Did you make that? Looks sweet.


----------



## Guest (Jan 31, 2011)

He has 2x4s where I can see them in the picture so I take it he used them throughout ... 

Those [with a couple of stringers in the top ] are more than sturdy enough to support two more ..Use 3/4 inch plywood ....


----------



## Guest (Jan 31, 2011)

I notice that as for as I can tell no one builds a false bottom in their enclosure ..

Is there a reason for that ???


----------



## Toby_H (Jan 31, 2011)

A well designed lumber frame shelled in plywood is much stronger than it appears some may think. 

My 8' Enclosure is nothing more than a well designed, decently assembled 2x4 frame shelled in 1/2" ply and it doubles as a stand for a 125 (1,200 lb) gal tank. The stand is actually built to easily support a 240 (2,400 lb) gallon aquarium.
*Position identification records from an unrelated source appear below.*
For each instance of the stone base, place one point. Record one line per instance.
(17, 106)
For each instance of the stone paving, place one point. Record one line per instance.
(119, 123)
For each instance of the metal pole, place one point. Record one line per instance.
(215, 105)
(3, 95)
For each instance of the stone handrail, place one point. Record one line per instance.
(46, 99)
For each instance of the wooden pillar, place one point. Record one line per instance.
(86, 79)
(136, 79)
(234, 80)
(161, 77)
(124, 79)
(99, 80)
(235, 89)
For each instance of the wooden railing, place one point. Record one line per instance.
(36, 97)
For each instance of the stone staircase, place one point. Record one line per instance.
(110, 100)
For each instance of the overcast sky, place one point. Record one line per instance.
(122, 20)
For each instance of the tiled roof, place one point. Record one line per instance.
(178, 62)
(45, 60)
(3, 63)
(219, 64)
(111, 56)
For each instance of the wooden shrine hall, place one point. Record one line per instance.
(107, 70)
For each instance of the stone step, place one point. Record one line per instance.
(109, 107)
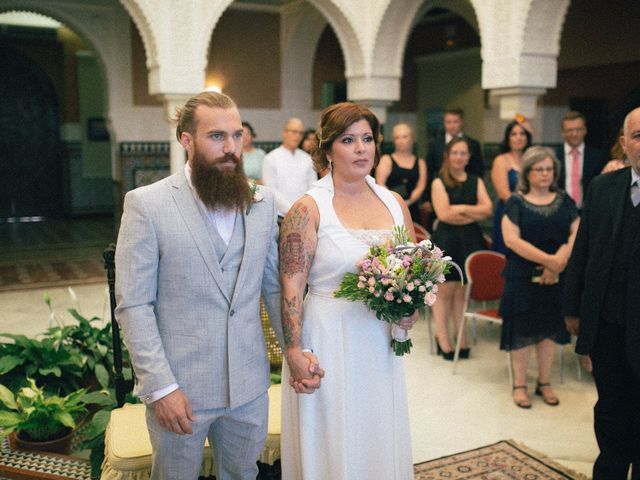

I would actually consider building it out of a 2x2 frame and using thinner (1/2" ply at least for the top and sides. While this does make the structure "less strong" it also makes it less heavy. 

Measure twice, cut straight, use screws... The only real hard part is making it pretty once it's put together  Can't go wrong with flat black...


----------



## james.w (Jan 31, 2011)

Yes I built it and it is plenty strong enough to stack.


----------



## Julio C Garcia (Feb 1, 2011)

do you have pictures on how you built it


----------



## james.w (Feb 1, 2011)

no i don't sorry. this pic gives you a little better view of the shell


----------



## Julio C Garcia (Feb 1, 2011)

Did you use 2x2 or 2x4 for the frame


----------



## james.w (Feb 1, 2011)

Both. For all the vertical it's 2x4. The main horizontal are 2x2. I used 15/32" plywood.


----------